At the center is where the truth lies (or so the saying goes) and the Main Street District, located in the heart of the city, has long defined some of the most authentic aspects of the Dallas experience. Bounded by several iconic roadways — such as Lamar Street, Elm Street, Commerce Street and Central Expressway — the Main Street District links the city’s history and its future. And few buildings represent the story of Dallas’ continued evolution into an international city better than the Adolphus Hotel (1321 Commerce St.).

Constructed in 1912 by Adolphus Busch — yes, the same individual who founded the Anheuser-Busch brewing company — the Adolphus made an immediate splash. A marvel of the richly ornamented Beaux-Arts architectural style, the hotel’s 22 floors made it not only the tallest building in the city but also (at 312 feet) the tallest building in the state.
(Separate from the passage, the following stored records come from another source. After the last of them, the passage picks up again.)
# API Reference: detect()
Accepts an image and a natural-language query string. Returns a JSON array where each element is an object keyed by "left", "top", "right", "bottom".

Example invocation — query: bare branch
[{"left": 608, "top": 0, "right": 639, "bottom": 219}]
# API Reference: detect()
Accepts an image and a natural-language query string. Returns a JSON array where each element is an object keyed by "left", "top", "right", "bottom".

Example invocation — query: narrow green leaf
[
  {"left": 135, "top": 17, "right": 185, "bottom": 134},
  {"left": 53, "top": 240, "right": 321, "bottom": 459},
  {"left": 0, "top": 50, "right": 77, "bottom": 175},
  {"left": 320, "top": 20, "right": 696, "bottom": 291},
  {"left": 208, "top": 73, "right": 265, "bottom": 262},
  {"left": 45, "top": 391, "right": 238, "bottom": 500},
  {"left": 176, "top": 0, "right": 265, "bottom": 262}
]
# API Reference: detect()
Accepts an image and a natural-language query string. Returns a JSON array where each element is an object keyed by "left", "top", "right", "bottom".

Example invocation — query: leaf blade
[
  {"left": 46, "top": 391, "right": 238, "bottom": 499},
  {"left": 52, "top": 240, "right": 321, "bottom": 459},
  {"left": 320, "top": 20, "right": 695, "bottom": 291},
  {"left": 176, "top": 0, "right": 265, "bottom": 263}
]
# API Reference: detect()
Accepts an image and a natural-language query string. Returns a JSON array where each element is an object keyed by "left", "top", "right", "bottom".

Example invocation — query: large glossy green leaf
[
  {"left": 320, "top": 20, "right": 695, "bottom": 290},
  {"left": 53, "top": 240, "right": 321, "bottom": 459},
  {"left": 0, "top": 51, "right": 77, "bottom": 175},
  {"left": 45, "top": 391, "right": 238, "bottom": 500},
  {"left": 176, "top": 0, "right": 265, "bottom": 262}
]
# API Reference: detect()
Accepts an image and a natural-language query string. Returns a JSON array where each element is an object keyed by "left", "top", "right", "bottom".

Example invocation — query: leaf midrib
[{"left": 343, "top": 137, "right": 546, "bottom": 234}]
And that’s saying something, especially given Texas’ reputation for favoring the big and the bold. The building’s price tag lived up to that reputation as well, as its initial construction and design cost a cool $1.8 million.

The Adolphus grew to national prominence over the following decades. By the 1940s, it had undergone a number of expansions to keep up with its growing public profile — not to mention its impressive guest list. The Adolphus has played host to actual royalty, with the likes of Queen Elizabeth II and Prince Phillip making it even more of a Dallas landmark. The hotel has also been particularly popular with Presidents: Warren G. Harding, Franklin D. Roosevelt, Ronald Reagan, Jimmy Carter and George H.W. Bush have all enjoyed stays at the Adolphus.

In its heyday, the Adolphus was also at the center of one of Downtown Dallas’ most bustling entertainment hubs. The hotel’s Century Room hosted numerous top-notch entertainers throughout the Roaring Twenties and into the next two decades, including acts like Glenn Miller and the Andrews Sisters. In 1936, radio station KRLD started broadcasting from the building and, in 1943, the Century Room began housing a retractable ice rink to show world-class, on-ice productions. (It closed after 14 years of continuous operation.)

Unfortunately, all that action didn’t come without some wear and tear. During the 1980’s, the Adolphus began its first massive renovation, valued at around $80 million. The biggest challenge involved reducing a 1,200-guest room floor plan to one featuring just over 400. On the plus side, however, each room was substantially expanded and awarded even more luxurious amenities.

For the next 30 years, the hotel sat mostly untouched. But 2016 brought with it another round of changes. This time, a local design firm — Swoon the Studio — took the lead on bringing the Adolphus fully into the 21st Century, and the hotel has experienced exciting new developments ever since. In May of 2017, the Adolphus celebrated the opening of City Hall Bistro, a Southern European-inspired restaurant located within the property. Further, in April of 2018, it also opened doors to Otto’s Coffee & Fine Foods, a Viennese-inspired cafe that showcases the work of another local landmark: Oak Cliff Coffee Roasters.

Even as the Adolphus continues to enhance its five-star stature, its place in history remains secure. The building is featured on the U.S. National Register of Historic Places and is a Recorded Texas Historic Landmark. And, as part of Marriott’s Autograph Collection, it is widely considered to be one of the top luxury hotels in the United States.